Wisła - Śląsk. WKS warknie na Wisłę. Mila przedstawia... psa Rudolfa

2013-11-29 12:28

Nieważne, czy za oknem mróz, upał, deszcz czy wichura, Sebastian Mila (31 l.) codziennie po siódmej rano wychodzi na spacer, a tuż za nim... pies Rudolf. Wczoraj "Super Express" towarzyszył kapitanowi Śląska Wrocław, który przechadzał się i obmyślał taktykę na najciekawszy mecz tej kolejki Ekstraklasy Wisła - Śląsk.

- Rudolfa kupiłem 8 lat temu od... Czecha, a transakcji dokonaliśmy na polsko-czeskiej granicy - wspomina Mila. - Kosztował 350 euro, co oznacza, że jest równie przepłacony jak ja. Na dodatek miał być rasowym labradorem, ale okazało się, że z rasowością to on ma tyle wspólnego, co ja z Cristiano Ronaldo. Jeśli chodzi o wyprowadzanie go rano na spacer, to ja wylosowałem ten zaszczytny los na loterii (śmiech).

Przeczytaj koniecznie: Legia - Lazio, wynik 0:2. Mistrz Polski trzyma równą formę w Lidze Europejskiej. Zapis relacji na żywo

Mila i jego partnerka Ula uwielbiają Rudolfa, ale jak przyznają, czasem wyprowadza ich z równowagi.
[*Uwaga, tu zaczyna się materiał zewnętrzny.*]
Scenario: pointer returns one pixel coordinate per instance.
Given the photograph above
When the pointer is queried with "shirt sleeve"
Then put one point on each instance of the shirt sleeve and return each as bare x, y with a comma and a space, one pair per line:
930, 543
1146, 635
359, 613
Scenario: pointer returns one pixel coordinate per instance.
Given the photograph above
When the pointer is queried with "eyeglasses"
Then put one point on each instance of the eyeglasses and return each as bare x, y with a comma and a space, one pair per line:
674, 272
- To bardzo pogodny pies, ale apetyt ma ogromny. Kiedyś kupiliśmy wielki wiklinowy kosz. Kiedy Rudolf był z nim sam na sam, postanowił go... zjeść. Później go zwymiotował, więc miał nauczkę. Innym razem rozniósł nam po całym mieszkaniu czekoladowy tort. Pierwsze podejrzenia rzuciłem na Ulę, jednak czekoladowe ślady łap Rudolfa na podłodze były niepodważalnym dowodem. Żartujemy też, że każdy, kto wychodzi od nas z domu, zabiera ze sobą ciepłe futerko. Z sierści Rudolfa - śmieje się Mila.

Kilka lat temu zdarzyło się nawet, że Rudolf został... aresztowany!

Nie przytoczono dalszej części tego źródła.